Sure, why not? I needed a distraction. Food that entertained and was
full of calories sounded fine to me. I had an early dinner date with
Shiszu – Penelope’s yoga instructor. I couldn’t get her out of my
head, no matter how many times I did the breathing exercises that were
supposed to cleanse your mind of the landfill that accumulates there:
random thoughts, fantasies, hopes, dreams, wishes, and other mental
confetti. Maybe an ice cream cone would do the trick.

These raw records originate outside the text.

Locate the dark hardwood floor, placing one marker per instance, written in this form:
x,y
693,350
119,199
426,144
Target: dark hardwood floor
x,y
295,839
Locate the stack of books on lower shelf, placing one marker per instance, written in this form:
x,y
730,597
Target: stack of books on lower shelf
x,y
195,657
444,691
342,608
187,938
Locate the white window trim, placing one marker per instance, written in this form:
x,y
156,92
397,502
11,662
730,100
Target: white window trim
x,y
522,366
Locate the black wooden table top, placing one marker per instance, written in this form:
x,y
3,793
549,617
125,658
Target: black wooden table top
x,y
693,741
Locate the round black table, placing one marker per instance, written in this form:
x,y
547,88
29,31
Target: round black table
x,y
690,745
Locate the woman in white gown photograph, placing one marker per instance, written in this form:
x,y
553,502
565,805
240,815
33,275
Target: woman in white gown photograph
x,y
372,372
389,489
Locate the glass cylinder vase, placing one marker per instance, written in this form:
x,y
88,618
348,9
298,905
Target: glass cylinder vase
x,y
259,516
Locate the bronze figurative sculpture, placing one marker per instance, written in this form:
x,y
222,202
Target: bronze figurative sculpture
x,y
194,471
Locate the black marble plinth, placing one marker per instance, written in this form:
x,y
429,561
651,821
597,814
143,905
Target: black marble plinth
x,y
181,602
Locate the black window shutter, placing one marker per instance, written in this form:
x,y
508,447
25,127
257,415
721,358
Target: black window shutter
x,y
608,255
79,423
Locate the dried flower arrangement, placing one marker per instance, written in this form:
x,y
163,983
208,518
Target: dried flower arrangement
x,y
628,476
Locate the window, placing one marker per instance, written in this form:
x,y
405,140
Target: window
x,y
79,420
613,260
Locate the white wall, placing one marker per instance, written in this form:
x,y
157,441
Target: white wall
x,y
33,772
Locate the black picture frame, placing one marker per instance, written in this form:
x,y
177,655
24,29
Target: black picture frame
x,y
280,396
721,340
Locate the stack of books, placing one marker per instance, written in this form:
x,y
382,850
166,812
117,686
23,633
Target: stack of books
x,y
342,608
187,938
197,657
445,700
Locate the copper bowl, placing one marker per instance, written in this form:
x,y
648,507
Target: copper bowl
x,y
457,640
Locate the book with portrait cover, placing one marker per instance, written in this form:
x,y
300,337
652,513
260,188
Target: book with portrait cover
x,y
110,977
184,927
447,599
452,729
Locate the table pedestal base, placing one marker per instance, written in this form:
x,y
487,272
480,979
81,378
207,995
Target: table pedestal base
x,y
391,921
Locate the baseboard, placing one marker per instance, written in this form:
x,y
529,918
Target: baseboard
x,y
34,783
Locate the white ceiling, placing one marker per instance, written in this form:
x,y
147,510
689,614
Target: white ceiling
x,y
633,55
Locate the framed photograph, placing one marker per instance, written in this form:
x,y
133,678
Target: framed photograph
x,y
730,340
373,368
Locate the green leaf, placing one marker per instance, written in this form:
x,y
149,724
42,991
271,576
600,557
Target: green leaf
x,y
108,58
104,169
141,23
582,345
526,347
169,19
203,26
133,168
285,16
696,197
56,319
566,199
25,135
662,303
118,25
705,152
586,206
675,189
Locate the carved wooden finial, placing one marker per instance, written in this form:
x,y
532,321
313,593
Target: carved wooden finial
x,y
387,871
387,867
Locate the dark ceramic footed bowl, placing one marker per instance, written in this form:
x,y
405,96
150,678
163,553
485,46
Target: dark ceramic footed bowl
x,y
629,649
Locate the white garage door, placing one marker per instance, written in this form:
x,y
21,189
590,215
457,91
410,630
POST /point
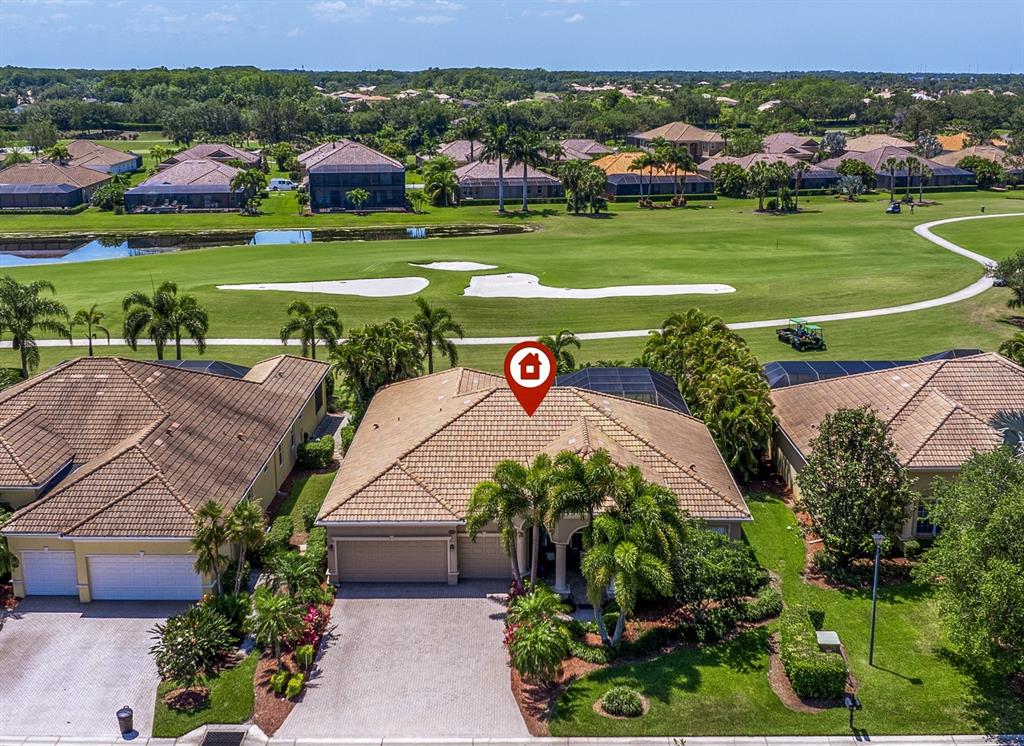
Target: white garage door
x,y
49,573
151,577
386,561
483,559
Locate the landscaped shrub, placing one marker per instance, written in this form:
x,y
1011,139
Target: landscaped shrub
x,y
316,453
623,702
812,672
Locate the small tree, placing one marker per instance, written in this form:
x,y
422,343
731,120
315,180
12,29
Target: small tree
x,y
853,484
977,562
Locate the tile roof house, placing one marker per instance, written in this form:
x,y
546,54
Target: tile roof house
x,y
701,143
873,142
941,175
624,182
939,414
219,151
397,507
44,184
333,169
194,184
91,155
478,180
111,458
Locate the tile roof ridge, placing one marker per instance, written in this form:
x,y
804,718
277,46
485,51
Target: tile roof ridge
x,y
671,459
114,501
409,473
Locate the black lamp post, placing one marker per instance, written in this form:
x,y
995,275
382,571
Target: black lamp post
x,y
878,537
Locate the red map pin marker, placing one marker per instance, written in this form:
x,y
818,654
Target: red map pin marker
x,y
529,370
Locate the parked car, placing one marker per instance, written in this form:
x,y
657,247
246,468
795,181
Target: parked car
x,y
281,185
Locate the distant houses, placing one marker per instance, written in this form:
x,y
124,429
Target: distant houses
x,y
701,143
622,181
332,170
478,180
46,185
197,184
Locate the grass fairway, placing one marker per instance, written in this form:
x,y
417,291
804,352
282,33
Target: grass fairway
x,y
915,687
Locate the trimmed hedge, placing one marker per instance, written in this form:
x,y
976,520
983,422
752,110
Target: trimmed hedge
x,y
812,672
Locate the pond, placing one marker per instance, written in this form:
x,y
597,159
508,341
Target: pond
x,y
86,248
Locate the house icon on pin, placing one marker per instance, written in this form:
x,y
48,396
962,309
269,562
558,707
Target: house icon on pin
x,y
529,367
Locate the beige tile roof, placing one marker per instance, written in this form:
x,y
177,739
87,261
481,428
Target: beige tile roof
x,y
425,443
151,443
938,412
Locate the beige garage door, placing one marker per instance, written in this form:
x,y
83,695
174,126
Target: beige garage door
x,y
385,561
483,559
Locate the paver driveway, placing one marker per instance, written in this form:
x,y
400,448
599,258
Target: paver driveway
x,y
411,660
67,667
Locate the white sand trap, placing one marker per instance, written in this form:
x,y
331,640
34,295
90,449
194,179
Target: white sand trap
x,y
528,286
383,288
456,266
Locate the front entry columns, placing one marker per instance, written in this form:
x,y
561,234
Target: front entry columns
x,y
560,585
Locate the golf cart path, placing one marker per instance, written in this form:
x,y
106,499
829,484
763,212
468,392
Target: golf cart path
x,y
924,230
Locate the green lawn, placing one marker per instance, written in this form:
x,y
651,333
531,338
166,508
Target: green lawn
x,y
230,701
915,686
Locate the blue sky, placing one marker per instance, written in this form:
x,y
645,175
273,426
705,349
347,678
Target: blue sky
x,y
890,35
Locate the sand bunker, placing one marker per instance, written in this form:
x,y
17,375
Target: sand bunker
x,y
528,286
456,266
382,288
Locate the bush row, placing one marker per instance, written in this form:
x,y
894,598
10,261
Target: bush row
x,y
812,672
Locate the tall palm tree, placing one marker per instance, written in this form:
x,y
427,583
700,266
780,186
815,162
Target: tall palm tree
x,y
633,545
559,346
164,316
210,535
496,147
529,149
273,619
502,499
24,311
245,527
92,319
312,324
436,326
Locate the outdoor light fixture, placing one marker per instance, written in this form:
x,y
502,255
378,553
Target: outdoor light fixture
x,y
878,537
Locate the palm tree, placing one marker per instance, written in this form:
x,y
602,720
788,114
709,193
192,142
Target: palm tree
x,y
245,527
502,500
633,545
23,311
210,535
91,318
273,619
559,346
435,326
529,149
165,316
311,324
496,147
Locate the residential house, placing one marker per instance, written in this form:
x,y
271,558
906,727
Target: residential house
x,y
197,184
939,414
624,182
815,177
107,462
396,510
865,143
478,180
701,143
790,143
219,151
941,175
91,155
43,185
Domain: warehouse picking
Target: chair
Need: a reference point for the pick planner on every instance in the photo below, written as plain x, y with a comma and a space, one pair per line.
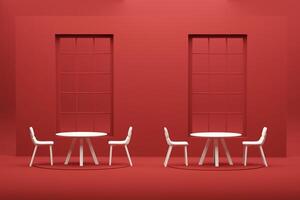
172, 144
259, 143
39, 143
121, 142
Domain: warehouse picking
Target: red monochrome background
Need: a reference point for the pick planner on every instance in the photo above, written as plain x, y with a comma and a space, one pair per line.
151, 68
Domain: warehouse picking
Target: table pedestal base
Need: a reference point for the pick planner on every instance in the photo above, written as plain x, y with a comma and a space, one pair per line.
215, 151
81, 151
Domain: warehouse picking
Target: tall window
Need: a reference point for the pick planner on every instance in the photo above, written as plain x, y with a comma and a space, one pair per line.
217, 87
84, 82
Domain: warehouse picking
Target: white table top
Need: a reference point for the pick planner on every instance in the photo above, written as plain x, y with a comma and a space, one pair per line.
215, 134
81, 134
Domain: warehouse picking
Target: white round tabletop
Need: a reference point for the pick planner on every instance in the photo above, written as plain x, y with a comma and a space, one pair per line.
81, 134
215, 134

I walked to the ice cream parlor just this side of the Radio Shack
store where clock radios were on sale. Beyond that was Firestone
Tires. Four chairs with heart-shaped backings surrounded each table,
and there behind the counter, as usual – like six day mail service,
was Charlotte, big and white like a full moon, the de facto guardian
ad litem and patron saint of the donut rack, ice cream cone, the
refrigerated case, the soda pumps, the chocolate syrup pump, and
containers full of nuts, cherries, marshmallow and pineapple. Her shop
was an entertainment center for the stomach. Her warmth was a refuge
for the weary.
She had soft pink, fleshy arms and red lipstick, and was dressed in a
white uniform like an emergency room or a trauma center nurse. I
usually came down there to get a couple bags of cheese popcorn. This
time I ordered a double Dutch chocolate, but was indecisive about
whether to get it in a single or double cone.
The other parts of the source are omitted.